Manoscritti ed edizioni: Edizione generale di tutte le opere, J. J. Reiske, Lipsia, 1774-77, voll. 6 (è quella di cui anche gli editori moderni riproducono la paginazione). Delle opere retoriche: Usener-Radermacher, 2 voll., Lipsia 1899-1904. Edizioni parziali: Delle tre lettere letterarie (prima e terza ad Ammeo, seconda a Pompeo) W. Rhys Roberts, Cambridge 1901; del De compos. verborum, W. Rhys Roberts, Londra 1910 (l'una e l'altra con un prezioso glossario di termini retorici e grammaticali). I due codici principali dei libri I-X della 'Αρχαιολογία sono il Chisianus 58 e l'Urbinas 105; il libro XI è conservato in codici del sec. XV, i frammenti Ambrosiani sono nel cod. Q 13 sup. del sec. Xv. Edizione critica di C. Jacoby, D. Hal. Antiquitatum romanarum quae supersunt, voll. 4, Lipsia 1885-1905, l'indice a parte, Lipsia 1925.
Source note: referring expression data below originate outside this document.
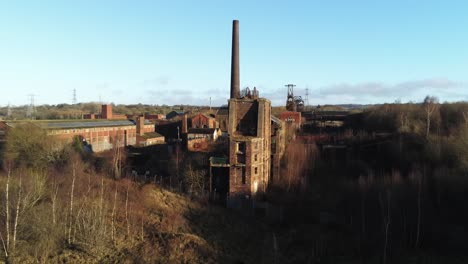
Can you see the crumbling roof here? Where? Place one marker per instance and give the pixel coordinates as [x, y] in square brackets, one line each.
[218, 160]
[223, 111]
[52, 124]
[151, 135]
[276, 120]
[201, 130]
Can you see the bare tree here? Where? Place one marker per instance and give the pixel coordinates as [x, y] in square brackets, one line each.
[431, 104]
[113, 215]
[18, 203]
[71, 204]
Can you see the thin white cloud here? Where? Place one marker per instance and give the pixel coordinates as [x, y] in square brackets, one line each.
[380, 90]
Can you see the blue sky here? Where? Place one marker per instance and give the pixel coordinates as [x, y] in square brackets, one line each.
[178, 52]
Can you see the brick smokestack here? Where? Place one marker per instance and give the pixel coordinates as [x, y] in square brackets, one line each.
[235, 69]
[106, 111]
[184, 124]
[140, 125]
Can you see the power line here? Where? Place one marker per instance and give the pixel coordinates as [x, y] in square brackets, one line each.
[31, 112]
[74, 96]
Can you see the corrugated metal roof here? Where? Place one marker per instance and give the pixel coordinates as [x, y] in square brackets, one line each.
[75, 124]
[276, 120]
[201, 130]
[52, 124]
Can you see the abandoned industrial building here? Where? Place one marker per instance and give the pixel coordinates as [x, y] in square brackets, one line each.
[104, 133]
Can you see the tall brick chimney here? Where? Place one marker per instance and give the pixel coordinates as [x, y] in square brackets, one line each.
[235, 68]
[140, 125]
[106, 111]
[184, 124]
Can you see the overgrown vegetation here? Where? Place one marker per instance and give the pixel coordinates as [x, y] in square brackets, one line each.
[62, 210]
[391, 189]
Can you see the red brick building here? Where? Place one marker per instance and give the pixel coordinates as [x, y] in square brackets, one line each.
[291, 117]
[203, 121]
[99, 135]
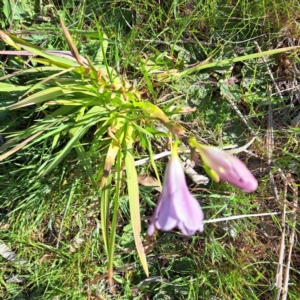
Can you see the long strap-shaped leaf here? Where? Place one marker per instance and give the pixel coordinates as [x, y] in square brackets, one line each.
[134, 204]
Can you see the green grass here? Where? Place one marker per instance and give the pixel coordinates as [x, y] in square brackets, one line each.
[53, 222]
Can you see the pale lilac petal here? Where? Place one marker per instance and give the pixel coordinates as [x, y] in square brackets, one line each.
[229, 168]
[176, 206]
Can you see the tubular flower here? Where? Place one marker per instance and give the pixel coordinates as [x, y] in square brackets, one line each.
[222, 165]
[176, 206]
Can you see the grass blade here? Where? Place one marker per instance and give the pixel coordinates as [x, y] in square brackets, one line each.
[134, 204]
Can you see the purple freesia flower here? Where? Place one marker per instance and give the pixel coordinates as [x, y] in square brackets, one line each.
[225, 166]
[176, 206]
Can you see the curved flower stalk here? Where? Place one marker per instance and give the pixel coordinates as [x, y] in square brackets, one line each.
[176, 206]
[222, 165]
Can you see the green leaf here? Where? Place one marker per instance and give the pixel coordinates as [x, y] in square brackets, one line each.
[134, 204]
[39, 97]
[7, 87]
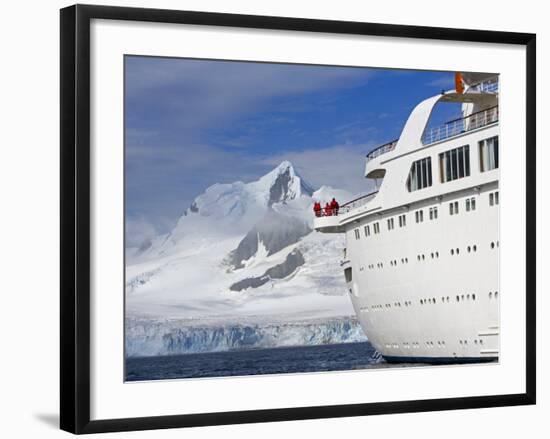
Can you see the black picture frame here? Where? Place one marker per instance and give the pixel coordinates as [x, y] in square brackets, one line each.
[75, 217]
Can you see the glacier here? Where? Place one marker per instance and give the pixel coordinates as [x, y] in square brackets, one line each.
[245, 256]
[146, 337]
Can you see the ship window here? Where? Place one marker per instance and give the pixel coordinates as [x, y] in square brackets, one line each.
[455, 163]
[402, 220]
[453, 208]
[420, 175]
[347, 274]
[470, 204]
[488, 154]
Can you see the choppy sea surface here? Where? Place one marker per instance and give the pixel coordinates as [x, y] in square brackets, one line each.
[335, 357]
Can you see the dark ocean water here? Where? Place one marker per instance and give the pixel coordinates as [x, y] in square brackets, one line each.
[345, 356]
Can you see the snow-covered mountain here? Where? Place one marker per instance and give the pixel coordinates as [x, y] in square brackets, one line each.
[241, 252]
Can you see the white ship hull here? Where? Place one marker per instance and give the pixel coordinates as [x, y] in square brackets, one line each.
[418, 302]
[425, 287]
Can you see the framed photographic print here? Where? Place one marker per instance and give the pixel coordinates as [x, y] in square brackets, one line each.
[286, 213]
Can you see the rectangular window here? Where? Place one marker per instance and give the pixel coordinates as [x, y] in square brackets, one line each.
[488, 154]
[453, 208]
[455, 163]
[402, 221]
[420, 175]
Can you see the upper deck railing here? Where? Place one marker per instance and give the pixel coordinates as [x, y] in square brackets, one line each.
[461, 125]
[382, 149]
[488, 86]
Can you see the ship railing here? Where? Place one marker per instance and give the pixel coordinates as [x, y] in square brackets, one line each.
[488, 86]
[459, 126]
[382, 149]
[347, 207]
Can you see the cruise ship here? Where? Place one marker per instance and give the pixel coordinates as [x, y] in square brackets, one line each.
[421, 262]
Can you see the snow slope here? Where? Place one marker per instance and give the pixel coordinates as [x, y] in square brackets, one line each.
[231, 235]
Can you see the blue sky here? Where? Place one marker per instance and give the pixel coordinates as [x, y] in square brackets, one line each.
[192, 123]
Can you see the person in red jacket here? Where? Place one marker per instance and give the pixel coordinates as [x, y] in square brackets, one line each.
[317, 208]
[334, 206]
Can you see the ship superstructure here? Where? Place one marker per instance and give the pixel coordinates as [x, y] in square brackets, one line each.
[422, 252]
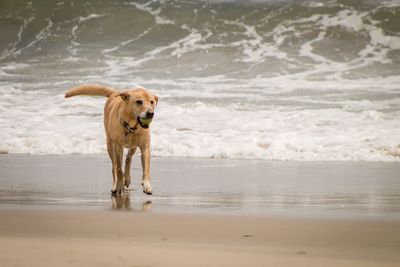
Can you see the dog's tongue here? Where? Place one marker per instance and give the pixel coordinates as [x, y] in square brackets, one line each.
[144, 122]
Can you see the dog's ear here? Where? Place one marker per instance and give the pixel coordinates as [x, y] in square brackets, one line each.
[124, 95]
Bibl.: Sulle opere retoriche: F. Blass, De Dionysii Halicarnassensis scriptis rhetoricis, Bonn 1863; M. Egger, Denys d'Halicarnasse. Essai sur la critique littéraire chez les Grecs au siècle d'Auguste, Parigi 1902; L. Radermacher, in Pauly-Wissowa, Real-Encycl., V, coll. 961-71. Sull'opera storica è fondamentale l'articolo di E. Schwartz, in Pauly-Wissowa, Real-Encycl., V, col. 934 segg.; v. inoltre G. De Sanctis, Storia dei Romani, I, Torino 1907, p. 40; A. Rosenberg, Einleitung und Quellenkunde zur römischen Geschichte, Berlino 1921, p. 157; E. Pais, Storia di Roma, 3ª ed., I, Roma 1926, p. 133.